Non più rappresentazione della dea madre, Nefertari regina, Venere Callipigia, ma una donna nuda, di spalle, adagiata, nell’atto di rilassarsi, come   può fare una  donna  nella quotidianità. Il volto,riflesso nello specchio e retto da un Cupido, mostra l’aspetto di una donna  comune, quasi offuscata dalla stanchezza.

Nell’artificio dello specchio sta il passaggio dell’anima della donna, perfetta come una  Venere del Tiziano, a una donna dalla vita ordinaria: una cucitrice, una filatrice, una massaia, una donna che ha un ruolo produttivo nella tenebrosa civiltà del seicento. Dunque, l’immutabile corpo di Venere attraversa millenni prima che la dea-donna  possa voltare le spalle al suo osservatore.

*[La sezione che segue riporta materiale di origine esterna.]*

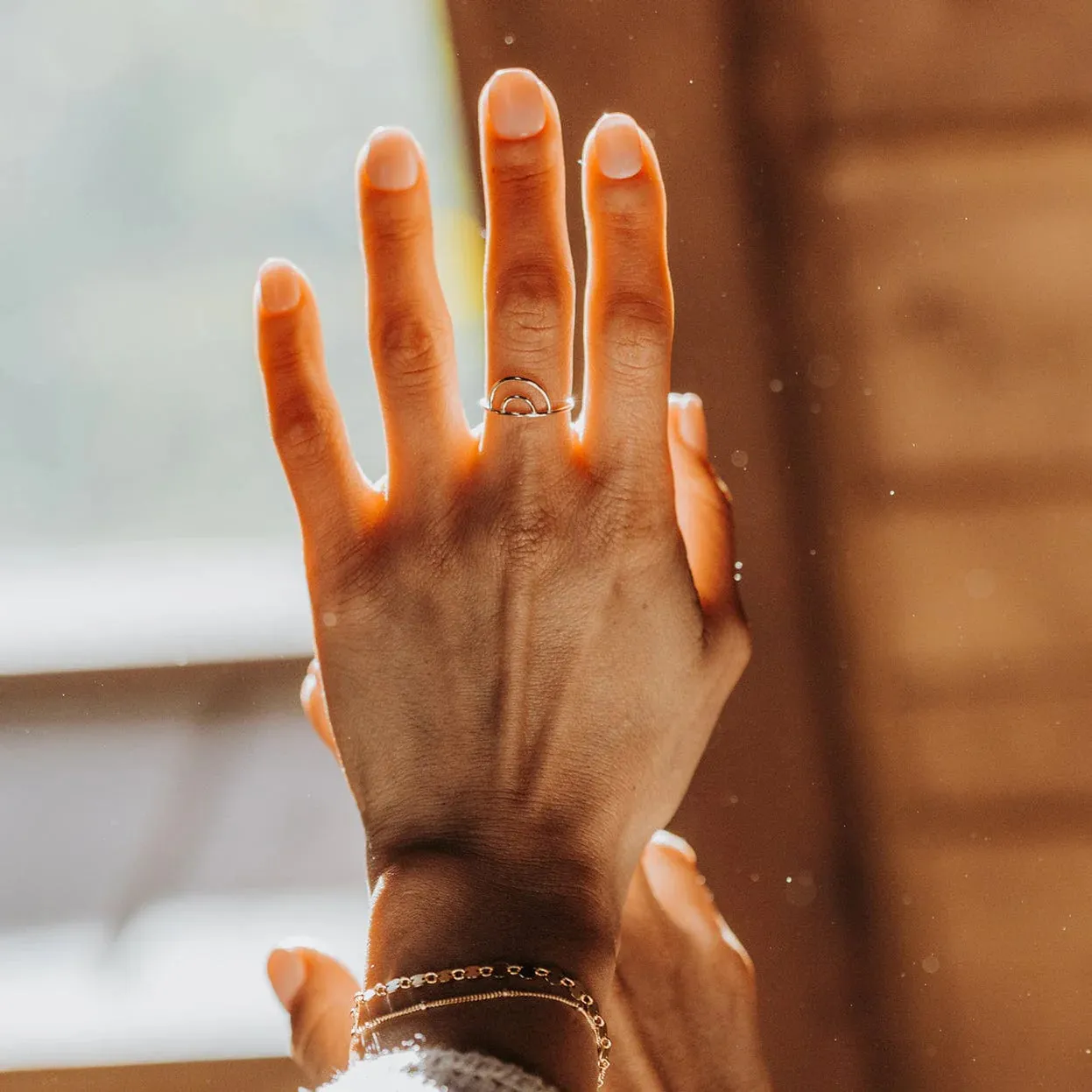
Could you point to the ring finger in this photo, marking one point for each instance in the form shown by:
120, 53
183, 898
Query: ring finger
529, 278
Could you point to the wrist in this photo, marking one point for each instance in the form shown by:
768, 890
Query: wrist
436, 912
447, 911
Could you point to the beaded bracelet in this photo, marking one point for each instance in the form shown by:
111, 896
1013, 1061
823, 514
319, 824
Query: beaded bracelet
365, 1042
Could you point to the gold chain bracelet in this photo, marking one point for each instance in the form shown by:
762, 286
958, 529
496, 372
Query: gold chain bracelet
365, 1042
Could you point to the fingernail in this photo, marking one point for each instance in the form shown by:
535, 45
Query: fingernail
674, 842
693, 425
618, 145
517, 107
307, 688
391, 160
279, 286
286, 971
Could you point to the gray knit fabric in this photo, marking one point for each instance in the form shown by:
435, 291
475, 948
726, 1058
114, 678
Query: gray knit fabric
417, 1068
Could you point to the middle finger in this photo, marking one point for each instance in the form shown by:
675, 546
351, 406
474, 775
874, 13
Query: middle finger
530, 292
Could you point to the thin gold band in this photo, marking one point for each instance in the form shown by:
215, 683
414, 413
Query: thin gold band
363, 1038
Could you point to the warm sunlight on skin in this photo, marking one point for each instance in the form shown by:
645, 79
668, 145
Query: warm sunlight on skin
560, 600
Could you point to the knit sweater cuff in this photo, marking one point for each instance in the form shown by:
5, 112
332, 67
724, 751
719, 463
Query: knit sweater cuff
419, 1068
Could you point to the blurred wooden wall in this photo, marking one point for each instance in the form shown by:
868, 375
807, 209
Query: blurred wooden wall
924, 172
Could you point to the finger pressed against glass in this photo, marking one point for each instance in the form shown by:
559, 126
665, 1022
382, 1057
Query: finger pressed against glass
305, 419
629, 308
530, 295
410, 328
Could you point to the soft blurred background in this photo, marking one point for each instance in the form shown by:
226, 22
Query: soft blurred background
881, 244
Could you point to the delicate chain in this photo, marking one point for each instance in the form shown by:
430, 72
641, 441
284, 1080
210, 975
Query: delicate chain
363, 1039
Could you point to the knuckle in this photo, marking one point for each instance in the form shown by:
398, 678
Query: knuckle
642, 320
393, 227
410, 345
523, 176
534, 299
303, 433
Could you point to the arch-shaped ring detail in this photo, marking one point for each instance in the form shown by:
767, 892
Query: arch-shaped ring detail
529, 394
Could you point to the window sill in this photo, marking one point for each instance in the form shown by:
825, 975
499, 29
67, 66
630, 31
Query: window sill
151, 604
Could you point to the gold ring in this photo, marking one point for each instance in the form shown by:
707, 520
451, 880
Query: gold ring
527, 393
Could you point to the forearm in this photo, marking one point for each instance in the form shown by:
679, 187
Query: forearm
446, 912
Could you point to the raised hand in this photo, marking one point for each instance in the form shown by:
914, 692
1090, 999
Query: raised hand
527, 635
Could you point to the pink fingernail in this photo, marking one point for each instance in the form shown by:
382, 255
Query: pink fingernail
391, 159
279, 286
286, 971
618, 147
674, 842
693, 425
517, 106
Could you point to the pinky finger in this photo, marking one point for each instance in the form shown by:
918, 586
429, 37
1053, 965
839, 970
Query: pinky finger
313, 697
703, 510
331, 495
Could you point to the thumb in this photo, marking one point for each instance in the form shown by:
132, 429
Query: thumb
313, 697
317, 991
703, 510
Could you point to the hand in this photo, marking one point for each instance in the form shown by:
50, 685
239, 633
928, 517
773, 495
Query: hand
526, 637
681, 1008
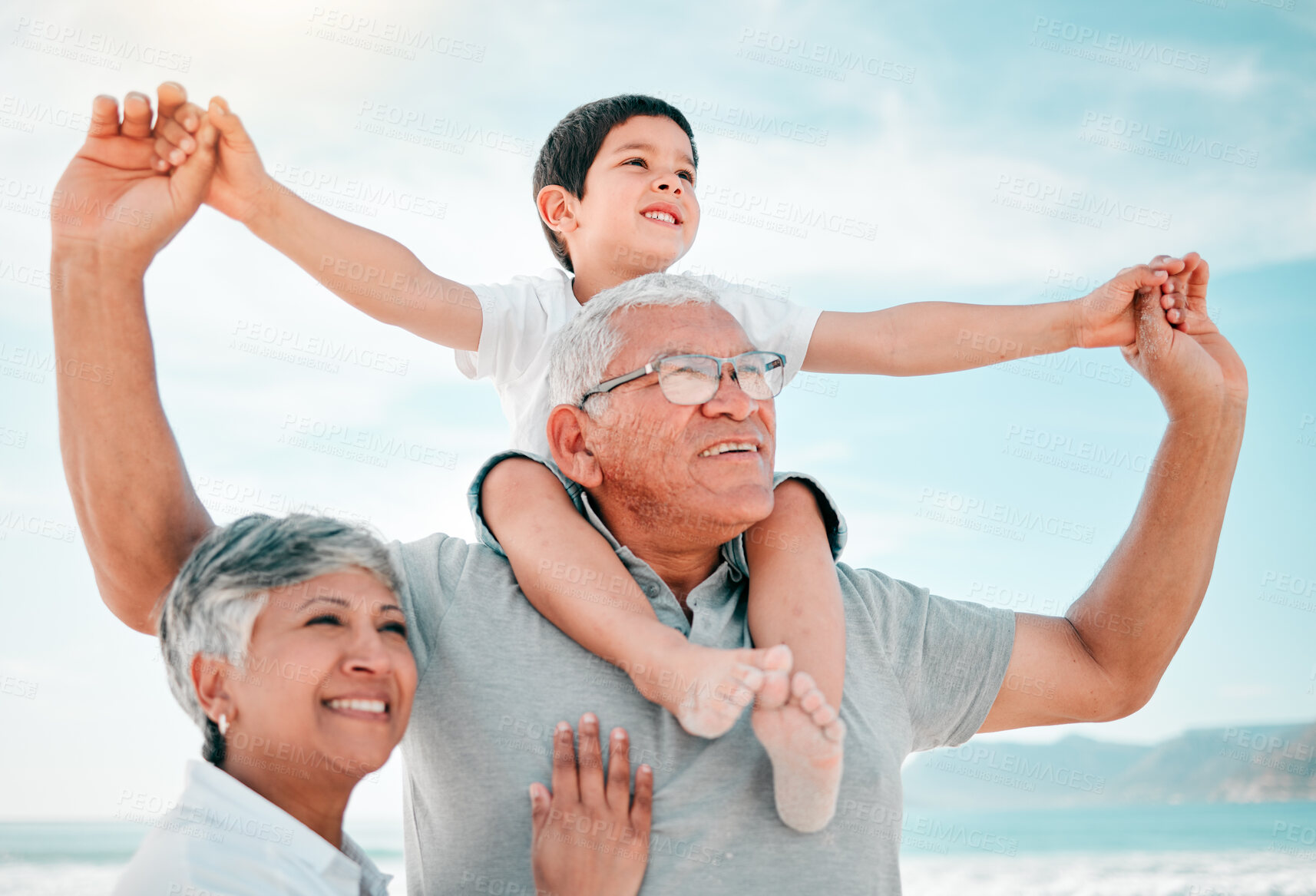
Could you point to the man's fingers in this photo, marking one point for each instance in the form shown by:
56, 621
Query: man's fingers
190, 116
540, 804
1153, 330
169, 153
1196, 289
230, 125
193, 177
137, 114
643, 809
1142, 276
565, 785
170, 96
1168, 263
619, 770
104, 117
591, 762
175, 134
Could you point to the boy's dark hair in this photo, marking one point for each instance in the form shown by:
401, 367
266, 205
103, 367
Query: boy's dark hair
574, 142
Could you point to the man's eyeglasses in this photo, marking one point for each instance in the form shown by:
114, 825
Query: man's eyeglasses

Un evento celebrato dal suo nascere ininterrottamente, sia per  l’esser  nudo di donna, proibito nella Spagna della Controriforma, sia per l’ineguagliata  bellezza  del nudo stesso. L’evento è ancora più evento se si considera  l’atto drammatico di cui fu oggetto nel 1914. La suffragetta Mary Richardson  entrò nella National Gallery di  Londra nascondendo una scure e, giunta davanti alla Venere del Velázquez, vibrò sette colpi sul fianco e sul dorso della dea; un gesto che nelle intenzioni voleva essere una protesta spettacolare contro l’arresto di Emmeline Pankhurst, leader riconosciuta del movimento femminista inglese, allora in una fase particolarmente attiva e battagliera. Il violento sondaggio in profondità operato dai colpi di scure della suffragetta contro il corpo simbolo della donna dea, ha confermato la modernità del modo di procedere dell’artista che crea in uno la forma e il colore stendendo direttamente la pittura sulla tela in un unico strato. I violenti tagli rivelarono che il corpo della Venere fu dipinto direttamente sulla preparazione marrone-verdognola della tela, proprio come avrebbe fatto un moderno. Dunque,  la donna di Velázquez volge le spalle alla sua rappresentazione di dea madre, regina e si riflette in un’immagine anonima, indefinita, ambigua come l’Ermafrodito Borghese a cui il nudo s’ispira più che la Danae del Tiziano, frontale rappresentazione della prosperità.

In questo tema non vi sono discontinuità catastrofiche , come per l’architettura, ma piccole catastrofi, ovvero variazioni delle  convenzioni sociali che solo gli artisti riescono a  trasformare in valori universali.